What are some treatment goals of Behavior Therapy? It is the goal of ABA Therapists to increase their client’s abilities to express wants and needs to others, make friends or maintain social relationships, complete age-appropriate activities of daily living (i.e. toileting, hand washing, tooth brushing, dressing, etc.) and learn and maintain new skills. BCBAs and RBTs focus on how behaviors are affected and influenced by the environment to improve, change, reverse, or rehabilitate that behavior. Our Behavior Therapy teams are dedicated to helping their clients modify behavior and achieve functional communication across a variety of skills. Data collection is integral in each individual and group therapy session and is used to monitor progress and celebrate accomplishments. Therapists communicate data, develop cohesive treatment plans, collaborate with a multi-disciplinary team, and provide caregiver training for each child to ensure the best possible results.
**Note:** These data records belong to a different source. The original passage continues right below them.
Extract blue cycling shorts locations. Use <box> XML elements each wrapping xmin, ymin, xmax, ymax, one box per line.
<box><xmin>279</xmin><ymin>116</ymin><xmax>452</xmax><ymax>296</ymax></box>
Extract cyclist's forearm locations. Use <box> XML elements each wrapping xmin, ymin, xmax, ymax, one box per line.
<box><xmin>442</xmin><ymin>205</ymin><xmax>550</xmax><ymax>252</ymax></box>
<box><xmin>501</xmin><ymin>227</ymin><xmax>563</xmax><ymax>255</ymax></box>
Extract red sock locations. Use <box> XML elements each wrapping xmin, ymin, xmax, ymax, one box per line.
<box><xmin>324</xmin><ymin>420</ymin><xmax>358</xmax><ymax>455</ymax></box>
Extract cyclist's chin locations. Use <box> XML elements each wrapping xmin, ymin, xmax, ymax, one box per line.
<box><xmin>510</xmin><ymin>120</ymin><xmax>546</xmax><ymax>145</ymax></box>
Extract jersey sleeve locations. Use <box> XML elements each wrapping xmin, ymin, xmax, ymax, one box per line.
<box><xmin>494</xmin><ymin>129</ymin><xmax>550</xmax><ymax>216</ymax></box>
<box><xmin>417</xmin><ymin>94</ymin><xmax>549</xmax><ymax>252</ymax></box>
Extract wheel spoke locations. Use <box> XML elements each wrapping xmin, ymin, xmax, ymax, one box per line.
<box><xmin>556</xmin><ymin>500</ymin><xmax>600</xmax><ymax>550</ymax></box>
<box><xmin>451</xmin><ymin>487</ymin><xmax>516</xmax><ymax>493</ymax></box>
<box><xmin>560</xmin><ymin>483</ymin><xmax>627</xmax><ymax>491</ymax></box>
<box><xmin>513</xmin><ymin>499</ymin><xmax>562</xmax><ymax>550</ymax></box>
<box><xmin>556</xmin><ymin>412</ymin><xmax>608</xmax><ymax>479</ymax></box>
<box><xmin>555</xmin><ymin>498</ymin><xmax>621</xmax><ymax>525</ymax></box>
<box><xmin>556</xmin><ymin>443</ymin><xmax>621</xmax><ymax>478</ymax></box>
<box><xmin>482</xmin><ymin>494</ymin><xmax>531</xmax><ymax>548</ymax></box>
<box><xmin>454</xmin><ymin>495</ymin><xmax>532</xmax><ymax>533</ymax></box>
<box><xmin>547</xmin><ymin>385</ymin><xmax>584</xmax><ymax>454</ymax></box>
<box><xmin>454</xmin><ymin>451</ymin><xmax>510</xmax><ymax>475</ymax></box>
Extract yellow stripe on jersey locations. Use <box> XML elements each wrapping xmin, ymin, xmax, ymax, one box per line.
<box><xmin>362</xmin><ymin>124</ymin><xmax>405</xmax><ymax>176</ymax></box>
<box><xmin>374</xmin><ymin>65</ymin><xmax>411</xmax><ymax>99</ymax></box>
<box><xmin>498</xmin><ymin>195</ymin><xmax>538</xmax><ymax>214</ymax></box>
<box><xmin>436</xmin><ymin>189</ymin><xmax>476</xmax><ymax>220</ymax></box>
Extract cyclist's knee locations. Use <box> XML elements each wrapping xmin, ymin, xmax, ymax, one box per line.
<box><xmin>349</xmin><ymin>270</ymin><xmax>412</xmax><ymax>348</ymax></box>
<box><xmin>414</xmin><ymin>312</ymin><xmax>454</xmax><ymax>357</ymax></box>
What perspectives do Behavior Therapists bring to the multidisciplinary teams at Eyas Landing, Blue Bird Day, and Merlin Day Academy? Our Behavior Therapists use a relationship-based approach and work collaboratively across all therapeutic disciplines to create the most individualized treatment plans in the best interest of the child. For a child to receive ABA therapy, BCBAs conduct assessments and make recommendations specific to each child’s therapeutic needs.
What education requirements are there for Behavior Therapists? Board Certified Behavior Analysts must earn a Master’s degree from an accredited program in either behavior analysis, education, or psychology. Additionally, there are required to complete supervisory hours and pass a BCBA exam. In order to become an RBT, you need a high school diploma, completion of a 40-hour training course, and completion of a competency assessment. BCBAs and RBTs are certified by a national board, they are not licensed by the state. Both BCBAs and RBTs receive ongoing training to utilize the most current and relevant ABA techniques that are shown to be effective in teaching a wide variety of skills in learners with and without disabilities.